Re: overlayfs: NFS lowerdir changes & opaque negative lookups

Mike Baynton <mike@xxxxxxxxxxxx> · Sun, 21 Jul 2024 22:02:46 -0500

On 7/12/24 04:09, Amir Goldstein wrote:
> On Fri, Jul 12, 2024 at 6:24 AM Mike Baynton <mike@xxxxxxxxxxxx> wrote:
>>
>> On 7/11/24 18:30, Amir Goldstein wrote:
>>> On Thu, Jul 11, 2024 at 6:59 PM Daire Byrne <daire@xxxxxxxx> wrote:
>>>> Basically I have a read-only NFS filesystem with software releases
>>>> that are versioned such that no files are ever overwritten or changed.

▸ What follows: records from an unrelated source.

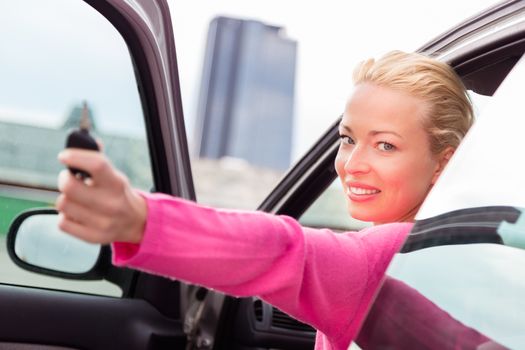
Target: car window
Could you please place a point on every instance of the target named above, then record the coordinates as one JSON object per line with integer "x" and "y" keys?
{"x": 459, "y": 279}
{"x": 61, "y": 62}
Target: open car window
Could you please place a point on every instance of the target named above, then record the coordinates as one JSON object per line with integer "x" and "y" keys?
{"x": 63, "y": 62}
{"x": 459, "y": 280}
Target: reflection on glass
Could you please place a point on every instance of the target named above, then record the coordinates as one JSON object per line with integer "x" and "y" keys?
{"x": 41, "y": 243}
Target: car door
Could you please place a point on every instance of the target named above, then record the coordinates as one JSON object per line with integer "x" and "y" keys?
{"x": 68, "y": 56}
{"x": 482, "y": 50}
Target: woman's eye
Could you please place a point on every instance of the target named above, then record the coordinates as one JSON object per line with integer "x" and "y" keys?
{"x": 346, "y": 140}
{"x": 385, "y": 146}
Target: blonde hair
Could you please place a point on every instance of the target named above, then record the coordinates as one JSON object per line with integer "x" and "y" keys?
{"x": 434, "y": 82}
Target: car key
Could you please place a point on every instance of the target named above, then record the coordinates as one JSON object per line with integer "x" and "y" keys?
{"x": 80, "y": 138}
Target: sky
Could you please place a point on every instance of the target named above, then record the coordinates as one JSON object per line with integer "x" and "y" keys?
{"x": 54, "y": 62}
{"x": 333, "y": 36}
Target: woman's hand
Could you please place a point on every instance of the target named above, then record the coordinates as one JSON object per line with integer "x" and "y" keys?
{"x": 103, "y": 208}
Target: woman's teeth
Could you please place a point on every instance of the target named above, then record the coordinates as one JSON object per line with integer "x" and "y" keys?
{"x": 361, "y": 191}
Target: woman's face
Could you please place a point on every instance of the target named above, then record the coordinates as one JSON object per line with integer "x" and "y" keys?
{"x": 384, "y": 159}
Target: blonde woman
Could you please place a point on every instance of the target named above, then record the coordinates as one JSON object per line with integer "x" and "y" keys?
{"x": 401, "y": 125}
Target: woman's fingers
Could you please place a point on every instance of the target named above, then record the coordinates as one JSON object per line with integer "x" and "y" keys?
{"x": 95, "y": 163}
{"x": 103, "y": 209}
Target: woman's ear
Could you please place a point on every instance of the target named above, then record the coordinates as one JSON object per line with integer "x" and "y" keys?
{"x": 442, "y": 159}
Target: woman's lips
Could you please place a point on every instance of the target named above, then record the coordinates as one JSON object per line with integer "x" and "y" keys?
{"x": 361, "y": 192}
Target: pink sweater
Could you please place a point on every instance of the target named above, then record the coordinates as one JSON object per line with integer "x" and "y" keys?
{"x": 321, "y": 278}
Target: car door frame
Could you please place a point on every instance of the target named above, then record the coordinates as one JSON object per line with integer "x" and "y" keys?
{"x": 49, "y": 317}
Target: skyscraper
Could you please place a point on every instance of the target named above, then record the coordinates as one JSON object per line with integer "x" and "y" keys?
{"x": 246, "y": 101}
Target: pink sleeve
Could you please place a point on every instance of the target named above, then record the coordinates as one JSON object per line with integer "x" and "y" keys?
{"x": 323, "y": 278}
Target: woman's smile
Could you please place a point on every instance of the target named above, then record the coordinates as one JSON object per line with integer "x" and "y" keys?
{"x": 361, "y": 192}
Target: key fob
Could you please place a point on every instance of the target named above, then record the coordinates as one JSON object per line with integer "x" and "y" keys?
{"x": 81, "y": 138}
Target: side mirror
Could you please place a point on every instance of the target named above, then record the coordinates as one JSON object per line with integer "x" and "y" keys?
{"x": 35, "y": 243}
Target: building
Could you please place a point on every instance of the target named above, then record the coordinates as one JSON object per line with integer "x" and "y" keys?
{"x": 246, "y": 101}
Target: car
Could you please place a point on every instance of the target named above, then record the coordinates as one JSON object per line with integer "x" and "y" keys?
{"x": 116, "y": 60}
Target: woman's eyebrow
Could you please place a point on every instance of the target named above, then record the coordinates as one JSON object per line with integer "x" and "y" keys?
{"x": 376, "y": 132}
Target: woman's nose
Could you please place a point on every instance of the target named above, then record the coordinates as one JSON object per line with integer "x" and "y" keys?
{"x": 358, "y": 161}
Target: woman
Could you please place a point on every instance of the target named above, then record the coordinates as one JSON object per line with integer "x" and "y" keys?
{"x": 400, "y": 127}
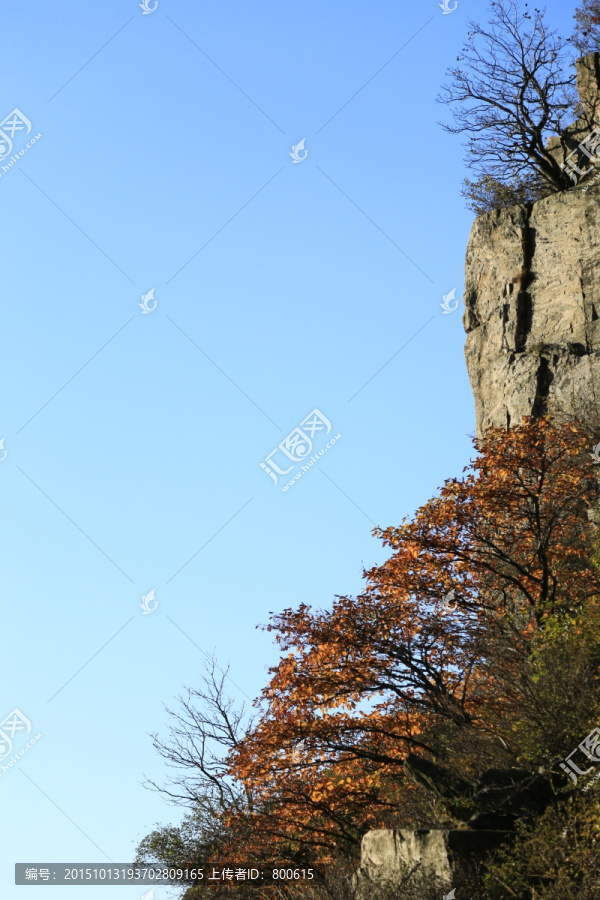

>>>> New uniquely named directory trees and files are added from time to
>>>> time and older ones are cleaned up.
>>>>
>>>
>>> Sounds like a common use case that many people are interested in.
>>
>> I can vouch that that's accurate, I'm doing nearly the same thing. The
>> properties of the NFS filesystem in terms of what is and is not expected
>> to change is identical for me, though my approach to incorporating
>> overlayfs has been a little different.
>>
>> My confidence in the reliability of what I'm doing is still far from
>> absolute, so I will be interested in efforts to validate/officially
>> sanction/support/document related techniques.
>>
>> The way I am doing it is with NFS as a data-only layer. Basically my use
>> case calls for presenting different views of NFS-backed data (it's
>> software libraries) to different applications. No application wants or
>> needs to have the entire NFS tree exposed to it, but each application
>> wants to use some data available on NFS and wants it to be presented in
>> some particular local place. So I actually wanted a method where I
>> author a metadata-only layer external to overlayfs, built to spec.
>>
>> Essentially it's making overlayfs redirects be my symlinks so that code
>> which doesn't follow symlinks or is otherwise influenced by them is none
>> the wiser.
>>
> 
> Nice.
> I've always wished that data-only would not be an "offline-only" feature,
> but getting the official API for that scheme right might be a challenge.
> 
>>>> My first question is how bad can the "undefined behaviour" be in this
>>>> kind of setup?
>>>
>>> The behavior is "undefined" because nobody tried to define it,
>>> document it and test it.
>>> I don't think it would be that "bad", but it will be unpredictable
>>> and is not very nice for a software product.
>>>
>>> One of the current problems is that overlayfs uses readdir cache
>>> the readdir cache is not auto invalidated when lower dir changes
>>> so whether or not new subdirs are observed in overlay depends
>>> on whether the merged overlay directory is kept in cache or not.
>>>
>>
>> My approach doesn't support adding new files from the data-only NFS
>> layer after the overlayfs is created, of course, since the metadata-only
>> layer is itself the first lower layer and so would presumably get into
>> undefined-land if added to. But this arrangement does probably
>> mitigate this problem. Creating metadata inodes of a fixed set of
>> libraries for a specific application is cheap enough (and considerably
>> faster than copying it all locally) that the immutablity limitation
>> works for me.
>>
> 
> Assuming that this "effectively-data-only" NFS layer is never iterated via
> overlayfs then adding new unreferenced objects to this layer should not
> be a problem either.
> 
>>>> Any files that get copied up to the upper layer are
>>>> guaranteed to never change in the lower NFS filesystem (by it's
>>>> design), but new directories and files that have not yet been copied
>>>> up, can randomly appear over time. Deletions are not so important
>>>> because if it has been deleted in the lower level, then the upper
>>>> level copy failing has similar results (but we should cleanup the
>>>> upper layer too).
>>>>
>>>> If it's possible to get over this first difficult hurdle, then I have
>>>> another extra bit of complexity to throw on top - now manually make an
>>>> entire directory tree (of metdata) that we have recursively copied up
>>>> "opaque" in the upper layer (currently needs to be done outside of
>>>> overlayfs). Over time or dropping of caches, I have found that this
>>>> (seamlessly?) takes effect for new lookups.
>>>>
>>>> I also noticed that in the current implementation, this "opaque"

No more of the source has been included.